The SHARP neutronics module, PROTEUS, includes neutron and gamma transport solvers, cross-section processing tools, and tools for depletion and fuel cycle analysis. Efforts in the second quarter focused on three major priorities: multi-physics integration, intermediate-fidelity tool development, and demonstrations of applicability. Integration of the second-order, discrete ordinates (Sn method) solver of PROTEUS with the latest version of the MOAB framework (which represents and evaluates mesh data) was initiated to enable its use for multi-physics analysis. With these updates, PROTEUS can obtain the mesh specification from the MOAB framework and store its data on the MOAB mesh representation so that MOAB can manage the various meshes used by the physics modules. The intermediate-fidelity PROTEUS-2D1D module will represent power distributions and local reaction rates reduced computational cost in comparison to fully 3D methods. The equations to be solved have been formulated and are being implemented using components of the existing PROTEUS-UNIC module (to accelerate development).

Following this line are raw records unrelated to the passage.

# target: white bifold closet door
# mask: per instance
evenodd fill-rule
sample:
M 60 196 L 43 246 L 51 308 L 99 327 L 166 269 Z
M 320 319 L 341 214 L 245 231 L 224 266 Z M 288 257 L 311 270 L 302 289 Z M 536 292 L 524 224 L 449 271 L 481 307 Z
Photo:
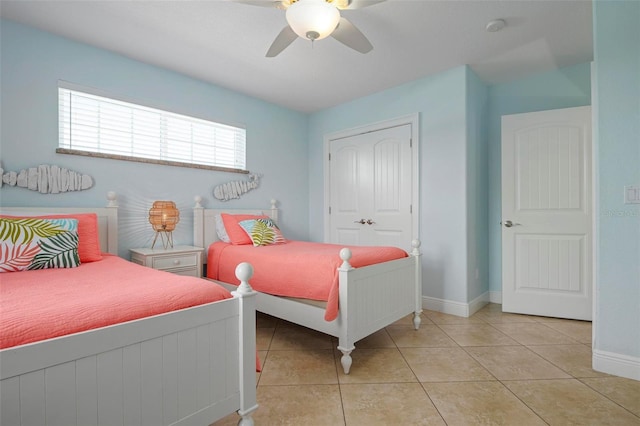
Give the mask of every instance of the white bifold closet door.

Application of the code set to advanced reactor types continued, currently in support of upgrades to INL’s Advanced Test Reactor (ATR). The ATR’s complex serpentine plate-fuel geometry (Fig. 2) presents a particularly challenging problem to analysts.
Nek5000, SHARP’s thermal fluids module, provides solvers for multi-dimensional heat transfer and fluid dynamics. In the second quarter, an updated pressure solver was released, multi-physics integration capabilities were restored to the code, and initial benchmark analyses of the Russian SIBIRIA experiment were completed. The new pressure solver contains a spectral element multigrid pre-conditioner that supports the Pn-Pn formulation, which has become the discretization method of choice for large eddy simulation. This pre-conditioner significantly reduces iterations and run time compared to the previous pre-conditioner: the pressure solver is 2.5 times faster, and the overall module is 1.5 times faster. For some simulations of complex geometry, such as the detailed wire-wrapped sodium fast reactor (SFR) fuel assembly, the new solver makes the difference between solvability and intractability. Nek5000 has been re-integrated with the MOAB framework.
The updated Nek5000 module was used to perform initial simulations of experiments carried out in the Russian SIBIRIA facility have been completed (Fig. 3). In the experiments, local shear stresses were measured in a fluid flowing within a narrow annulus with and without partial blockage. The detailed stress measurements provide an important dataset for future validation efforts.